Moins d’un mois après sa laborieuse élection, son protecteur disparaît emporté par une soudaine embolie. Le nouveau président se retrouve isolé, coiffé par le nouveau chef d’état-major, le général Saïd Chengriha. Les équipes Gaïd sont décimées, victimes d’une impitoyable épuration qui n’épargne ni les civils ni les militaires. Tebboune est l’un des rares rescapés.
Plutôt les patrons de presse que les journalistes
Choix imposé ou tactique délibérée de sa part, il devient presque clandestin à la présidence, se calfeutre dans la capitale, entouré de rares fidèles. Il se rend deux fois en province en presque cinq ans. Il boude tous les sommets mondiaux avec la Chine, les États-Unis ou les BRICS (Brésil, Russie, Inde, Chine et Afrique du Sud) qui lors de leur réunion d’août 2023 repoussent de façon humiliante à des jours meilleurs la candidature de l’Algérie. Il parle peu, s’exprime aussi mal en arabe qu’en français, annone sur ses textes et butte sur les mots un peu compliqués. Durant son mandat, il ne prononce qu’un seul discours à la nation et préfère la compagnie des patrons de presse à celle des journalistes. Il les reçoit régulièrement, ses déclarations sont rendues publiques deux ou trois jours plus tard, le temps pour la télévision d’État de les toiletter, sous forme de courts extraits, au mieux des slogans. Ses principales décisions, qu’il prend ou qu’on lui prête, visent des responsables qu’il vire régulièrement : son premier ministre change tous les ans ou presque, diplomates, juges, préfets commissaires de police font l’objet de purges annoncées à grand fracas par une presse aux ordres. Quelle est sa part dans la politique algérienne du dernier mandat (2019-2024) ? Personne n’en sait rien en dehors sans doute du cercle étroit des décideurs « en kaki ».
À vrai dire, le bilan est désastreux, que ce soit le sien ou celui des militaires. Le régime connaît la période la plus répressive de sa courte histoire. Les libertés publiques, déjà réduites, n’existent pratiquement plus. On emprisonne les parents pour amener les fils en fuite à se rendre aux autorités. Les journalistes sont réprimés, les journaux fermés, à la suite de manœuvres qui ne trompent personne, leurs chefs sont embastillés et ceux qui les financent intimidés ou dégoûtés. Les étrangers, qu’ils appartiennent à la presse ou au monde des ONG, attendent des mois leurs visas rarement accordés.

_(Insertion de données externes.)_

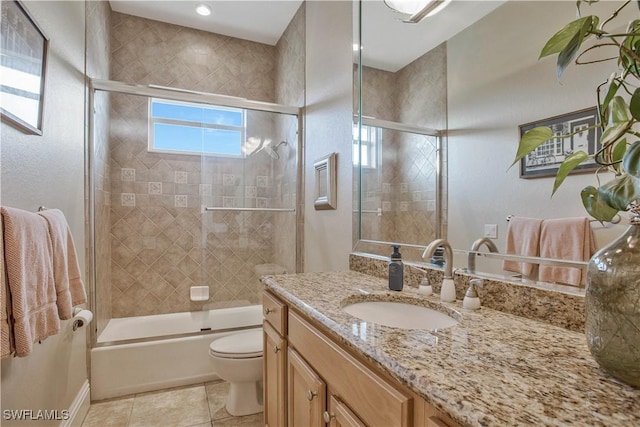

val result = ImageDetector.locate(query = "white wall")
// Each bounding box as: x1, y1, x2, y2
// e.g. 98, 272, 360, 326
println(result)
447, 0, 631, 258
304, 1, 354, 272
1, 1, 89, 424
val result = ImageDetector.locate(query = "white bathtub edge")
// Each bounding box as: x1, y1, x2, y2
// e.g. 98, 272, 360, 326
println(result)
90, 372, 219, 402
90, 329, 259, 401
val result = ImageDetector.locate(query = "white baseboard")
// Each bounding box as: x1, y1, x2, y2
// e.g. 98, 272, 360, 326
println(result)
61, 379, 90, 427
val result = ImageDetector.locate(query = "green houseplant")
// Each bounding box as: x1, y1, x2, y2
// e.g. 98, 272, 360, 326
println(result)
513, 0, 640, 388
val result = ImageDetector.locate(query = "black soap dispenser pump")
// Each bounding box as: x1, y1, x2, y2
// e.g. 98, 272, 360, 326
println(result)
389, 245, 404, 291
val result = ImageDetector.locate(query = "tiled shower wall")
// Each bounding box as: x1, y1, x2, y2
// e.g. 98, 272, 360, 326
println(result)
86, 0, 111, 336
357, 43, 447, 260
98, 9, 303, 318
273, 4, 305, 275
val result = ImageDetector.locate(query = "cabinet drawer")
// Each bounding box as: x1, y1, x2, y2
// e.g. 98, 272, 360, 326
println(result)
289, 311, 411, 427
263, 291, 287, 335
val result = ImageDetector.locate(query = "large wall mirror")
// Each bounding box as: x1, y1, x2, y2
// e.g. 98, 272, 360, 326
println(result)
354, 0, 631, 285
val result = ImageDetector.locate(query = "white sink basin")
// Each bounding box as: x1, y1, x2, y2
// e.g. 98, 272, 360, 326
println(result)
342, 300, 459, 330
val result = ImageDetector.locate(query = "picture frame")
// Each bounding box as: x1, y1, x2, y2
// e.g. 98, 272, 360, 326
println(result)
0, 0, 49, 135
519, 107, 602, 179
314, 152, 337, 210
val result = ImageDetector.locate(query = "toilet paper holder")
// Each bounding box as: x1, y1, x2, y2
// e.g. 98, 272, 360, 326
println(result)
72, 307, 93, 331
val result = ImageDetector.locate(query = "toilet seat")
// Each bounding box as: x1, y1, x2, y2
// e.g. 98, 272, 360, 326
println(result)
209, 329, 262, 359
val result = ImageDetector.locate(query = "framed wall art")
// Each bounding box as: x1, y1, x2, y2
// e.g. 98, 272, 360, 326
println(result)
519, 107, 602, 179
314, 152, 337, 210
0, 0, 49, 135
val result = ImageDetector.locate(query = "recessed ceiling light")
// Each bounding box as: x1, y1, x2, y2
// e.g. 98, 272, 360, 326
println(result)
195, 4, 212, 16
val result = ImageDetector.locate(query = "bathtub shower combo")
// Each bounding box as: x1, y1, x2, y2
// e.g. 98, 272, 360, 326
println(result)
88, 80, 301, 413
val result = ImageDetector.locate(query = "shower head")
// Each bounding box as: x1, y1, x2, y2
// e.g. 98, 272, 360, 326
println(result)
265, 140, 287, 160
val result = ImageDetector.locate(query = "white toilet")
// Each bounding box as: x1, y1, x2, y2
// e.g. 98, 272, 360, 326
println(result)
209, 328, 264, 416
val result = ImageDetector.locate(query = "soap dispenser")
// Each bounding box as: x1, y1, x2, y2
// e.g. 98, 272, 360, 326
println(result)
389, 245, 404, 291
462, 279, 483, 310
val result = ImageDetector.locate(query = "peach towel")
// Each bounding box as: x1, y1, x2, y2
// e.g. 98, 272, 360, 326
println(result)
539, 217, 596, 286
1, 207, 60, 357
38, 209, 87, 319
1, 215, 13, 358
502, 216, 543, 276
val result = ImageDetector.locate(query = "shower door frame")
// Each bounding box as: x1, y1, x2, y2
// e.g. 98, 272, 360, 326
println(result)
87, 78, 303, 346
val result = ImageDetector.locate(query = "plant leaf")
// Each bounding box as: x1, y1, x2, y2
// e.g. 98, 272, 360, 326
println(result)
599, 174, 640, 211
540, 16, 596, 58
620, 20, 640, 78
602, 76, 621, 115
630, 88, 640, 121
623, 140, 640, 177
552, 151, 590, 195
540, 16, 598, 79
613, 138, 628, 164
600, 121, 632, 149
511, 126, 553, 167
581, 186, 619, 222
609, 96, 631, 124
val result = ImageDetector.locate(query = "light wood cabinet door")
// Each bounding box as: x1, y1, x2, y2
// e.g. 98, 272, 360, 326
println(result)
325, 395, 366, 427
264, 321, 286, 427
287, 348, 326, 427
288, 311, 411, 427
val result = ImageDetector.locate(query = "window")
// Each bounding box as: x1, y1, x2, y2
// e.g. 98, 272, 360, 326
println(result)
353, 123, 379, 169
149, 98, 245, 157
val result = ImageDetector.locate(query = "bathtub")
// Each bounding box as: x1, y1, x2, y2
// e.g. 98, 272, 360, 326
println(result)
90, 305, 263, 401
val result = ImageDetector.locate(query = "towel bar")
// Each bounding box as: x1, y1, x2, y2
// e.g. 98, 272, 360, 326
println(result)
506, 214, 621, 225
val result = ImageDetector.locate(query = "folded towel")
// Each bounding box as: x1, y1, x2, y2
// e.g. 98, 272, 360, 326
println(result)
539, 217, 596, 286
1, 215, 14, 358
38, 209, 86, 320
1, 207, 60, 357
502, 216, 543, 276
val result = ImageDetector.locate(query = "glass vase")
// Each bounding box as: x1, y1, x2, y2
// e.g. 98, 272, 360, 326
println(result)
586, 223, 640, 388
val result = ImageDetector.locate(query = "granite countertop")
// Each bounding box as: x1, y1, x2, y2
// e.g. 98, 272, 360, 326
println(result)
261, 271, 640, 427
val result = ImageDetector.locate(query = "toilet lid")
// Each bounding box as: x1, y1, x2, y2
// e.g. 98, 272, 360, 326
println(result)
209, 329, 262, 359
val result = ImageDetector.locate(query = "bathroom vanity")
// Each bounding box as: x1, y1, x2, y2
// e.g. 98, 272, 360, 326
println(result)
261, 271, 640, 427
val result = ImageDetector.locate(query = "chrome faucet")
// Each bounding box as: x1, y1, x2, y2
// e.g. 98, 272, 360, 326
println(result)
467, 237, 499, 273
422, 239, 453, 279
422, 239, 457, 301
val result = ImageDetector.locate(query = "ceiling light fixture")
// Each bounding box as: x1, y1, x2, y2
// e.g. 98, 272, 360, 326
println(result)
195, 4, 212, 16
384, 0, 452, 23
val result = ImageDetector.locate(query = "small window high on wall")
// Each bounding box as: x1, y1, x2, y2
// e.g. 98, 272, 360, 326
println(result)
353, 123, 379, 169
149, 98, 245, 157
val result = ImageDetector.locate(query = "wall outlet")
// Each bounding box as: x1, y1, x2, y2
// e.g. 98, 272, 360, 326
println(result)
484, 224, 497, 239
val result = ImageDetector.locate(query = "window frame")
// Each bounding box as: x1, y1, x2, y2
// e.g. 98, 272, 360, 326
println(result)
148, 97, 246, 158
353, 123, 380, 170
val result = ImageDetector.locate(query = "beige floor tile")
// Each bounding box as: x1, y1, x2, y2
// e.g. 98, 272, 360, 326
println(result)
81, 396, 134, 427
213, 413, 263, 427
128, 384, 210, 427
204, 381, 230, 421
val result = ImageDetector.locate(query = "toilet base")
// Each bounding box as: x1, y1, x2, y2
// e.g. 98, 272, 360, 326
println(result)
226, 380, 263, 416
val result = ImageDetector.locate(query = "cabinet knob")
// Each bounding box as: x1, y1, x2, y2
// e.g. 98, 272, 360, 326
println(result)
273, 345, 280, 353
306, 390, 317, 401
264, 307, 273, 315
323, 411, 334, 424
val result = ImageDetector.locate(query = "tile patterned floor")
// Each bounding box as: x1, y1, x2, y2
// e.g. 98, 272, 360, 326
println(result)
81, 381, 262, 427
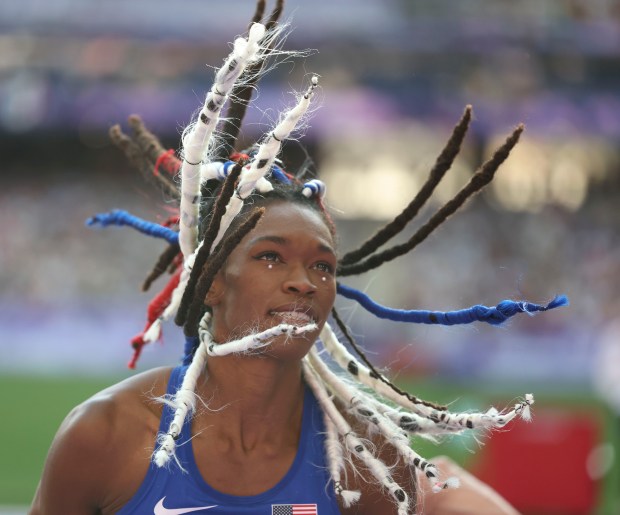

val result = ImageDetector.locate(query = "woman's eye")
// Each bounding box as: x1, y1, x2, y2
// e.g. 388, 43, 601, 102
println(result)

Les minorités berbères, en Kabylie comme au Mzab, font l’objet, de la part de services de sécurité omniprésents, d’une méfiance systémique qui frôle l’inquisition. Les prisonniers politiques sont plus nombreux que jamais. La vie intellectuelle est à l’arrêt, 90 % des livres publiés sont religieux et le reste évoque la guerre d’Indépendance, la seconde ferveur du régime. Règne un vide abyssal qui voit les jeunes, y compris diplômés, quitter le pays par la mer, la ligne Mostaganem-Algéçiras fonctionnant à plein régime, en totale illégalité, dès que la Méditerranée s’assagit.
Isolement international
Tebboune a, semble-t-il, espéré se donner un peu d’air vis-à-vis des généraux en s’appuyant sur le président français Emmanuel Macron. À plusieurs reprises, une visite à Paris a été préparée avant d’être reportée sans mot dire. L’isolement diplomatique de l’Algérie est sans précédent. On dit que le président a renoncé à se rendre au dernier sommet arabe de Bahreïn en mai 2024 parce qu’un seul de ses 21 homologues était prêt à le rencontrer en tête-à-tête.

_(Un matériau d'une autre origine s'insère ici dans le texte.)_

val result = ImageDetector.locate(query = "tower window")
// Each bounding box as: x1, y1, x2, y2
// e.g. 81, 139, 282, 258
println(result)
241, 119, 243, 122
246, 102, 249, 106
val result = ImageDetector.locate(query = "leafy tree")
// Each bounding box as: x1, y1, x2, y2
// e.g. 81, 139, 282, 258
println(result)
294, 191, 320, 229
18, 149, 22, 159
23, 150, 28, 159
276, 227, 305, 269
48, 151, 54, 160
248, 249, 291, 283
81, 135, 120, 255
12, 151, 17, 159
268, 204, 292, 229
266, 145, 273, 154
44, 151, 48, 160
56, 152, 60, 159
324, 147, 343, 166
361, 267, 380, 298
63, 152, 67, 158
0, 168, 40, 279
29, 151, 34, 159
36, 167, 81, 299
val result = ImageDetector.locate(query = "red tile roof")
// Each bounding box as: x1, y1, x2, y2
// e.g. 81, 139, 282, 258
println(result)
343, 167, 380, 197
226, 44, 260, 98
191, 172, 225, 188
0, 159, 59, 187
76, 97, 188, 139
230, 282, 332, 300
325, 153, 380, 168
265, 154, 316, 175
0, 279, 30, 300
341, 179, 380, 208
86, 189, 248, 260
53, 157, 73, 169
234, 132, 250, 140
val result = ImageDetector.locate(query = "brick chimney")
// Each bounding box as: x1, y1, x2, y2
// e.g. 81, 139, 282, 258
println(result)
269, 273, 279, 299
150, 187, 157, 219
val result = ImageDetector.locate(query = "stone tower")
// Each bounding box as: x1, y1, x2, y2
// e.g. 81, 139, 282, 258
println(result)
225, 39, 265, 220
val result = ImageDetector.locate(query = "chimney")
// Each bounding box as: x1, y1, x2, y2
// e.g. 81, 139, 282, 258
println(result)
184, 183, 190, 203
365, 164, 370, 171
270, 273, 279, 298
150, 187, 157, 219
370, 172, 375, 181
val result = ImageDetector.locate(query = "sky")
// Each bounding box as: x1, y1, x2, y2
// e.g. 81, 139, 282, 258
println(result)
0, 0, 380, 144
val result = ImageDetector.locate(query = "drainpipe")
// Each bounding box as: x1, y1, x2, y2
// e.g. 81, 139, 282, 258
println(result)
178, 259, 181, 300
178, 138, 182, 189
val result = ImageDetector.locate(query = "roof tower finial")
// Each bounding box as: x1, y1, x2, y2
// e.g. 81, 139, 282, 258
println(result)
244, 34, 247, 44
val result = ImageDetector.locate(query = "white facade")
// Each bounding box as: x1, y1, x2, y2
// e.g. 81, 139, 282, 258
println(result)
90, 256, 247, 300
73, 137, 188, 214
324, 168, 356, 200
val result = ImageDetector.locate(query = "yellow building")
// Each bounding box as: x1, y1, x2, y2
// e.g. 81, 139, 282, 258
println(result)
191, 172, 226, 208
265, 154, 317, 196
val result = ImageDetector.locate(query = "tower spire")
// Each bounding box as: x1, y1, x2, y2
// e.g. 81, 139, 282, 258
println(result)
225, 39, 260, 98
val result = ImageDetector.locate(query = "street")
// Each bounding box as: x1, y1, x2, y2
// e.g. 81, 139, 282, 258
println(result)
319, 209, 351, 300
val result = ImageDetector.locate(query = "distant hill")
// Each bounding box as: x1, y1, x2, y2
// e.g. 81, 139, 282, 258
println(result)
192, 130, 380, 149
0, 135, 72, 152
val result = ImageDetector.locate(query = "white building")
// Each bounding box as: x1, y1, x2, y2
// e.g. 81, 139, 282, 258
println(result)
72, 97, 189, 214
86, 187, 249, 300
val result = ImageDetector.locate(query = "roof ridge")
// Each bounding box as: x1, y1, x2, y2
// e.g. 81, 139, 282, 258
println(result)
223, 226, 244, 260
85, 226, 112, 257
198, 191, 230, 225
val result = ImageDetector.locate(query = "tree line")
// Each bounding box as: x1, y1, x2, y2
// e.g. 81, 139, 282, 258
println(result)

Les richissimes monarchies du Golfe, qui désormais s’imposent à la Ligue arabe et ailleurs, l’ignorent totalement, sauf les Émirats arabes unis qui mettent un malin plaisir à contrecarrer les ambitions algériennes dans la région et le Qatar, plus accommodant pour gérer les Frères musulmans locaux. Le repli peu glorieux de l’armée française au Sahel a paradoxalement compromis ses relations avec ses voisins méridionaux. Le Mali lui reproche ouvertement de soutenir la cause des Touaregs en révolte contre Bamako. Le Niger, par où devrait passer le futur gazoduc Nigeria-Europe, dénonce l’expulsion inhumaine de milliers de migrants abandonnés en plein désert.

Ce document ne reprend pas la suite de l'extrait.